The figures reported by the federal agency do not lie. At the start of 2021, when prices began to rise, food stores captured 74.3% of food and beverage sales, compared to 21.6% for general merchandise stores. By the end of 2022, grocers saw that number drop to 70%, a drop of 4.3 percentage points while general merchandise stores saw their share of food purchased from stores fall to 25.9%, a drop of 4.3 percentage points. mirror increase of 4.3 percentage points.

These variations are not insignificant when we know that retail food and beverage sales represented more than 143 billion in 2022 according to the latest report from Farm Credit Canada. This variation of 4.3 percentage points thus represents just over 6 billion.

Sylvain Charlebois offers this advice: “I always say: it’s the rule of three, three stores in three weeks. Every week, you go to a store, you alternate, a house specialty store, then a discount store, a general merchandise store, when it is possible to do so. »

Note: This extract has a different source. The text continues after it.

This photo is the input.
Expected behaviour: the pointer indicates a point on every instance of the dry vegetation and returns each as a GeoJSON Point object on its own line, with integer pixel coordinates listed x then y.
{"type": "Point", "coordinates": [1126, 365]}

These moves toward cheaper goods, discount groceries, and general merchandise stores reflect deep economic anxiety among consumers about prices that, in the spring of 2023, were 20% above levels seen two years ago. earlier, according to Statistics Canada.

Already, in the spring of 2022 before the inflation rate peaked, the federal agency’s surveys showed that “nearly three out of four respondents said that the rise in prices had an impact on their ability to meet their daily expenses. For many families, rising food prices were their biggest concern. Two-thirds of respondents said they were very concerned about rising food prices, while 4 in 10 respondents said they were more worried about rising food prices than price growth in other areas categories (such as housing and transportation). »

It will be difficult to curb this inflationary surge because it is due to a multitude of factors. Rising energy prices lead to significant cost increases for agricultural producers, transportation, storage and food processing, and so on.

Poor growing conditions in Canada and the United States in 2021, rising input costs such as fertilizers, supply chain disruptions and increases in wholesaler and retailer margins all contributed to the steady growth food prices. The population has certainly found ways to adapt, but these have limits, as does the household budget.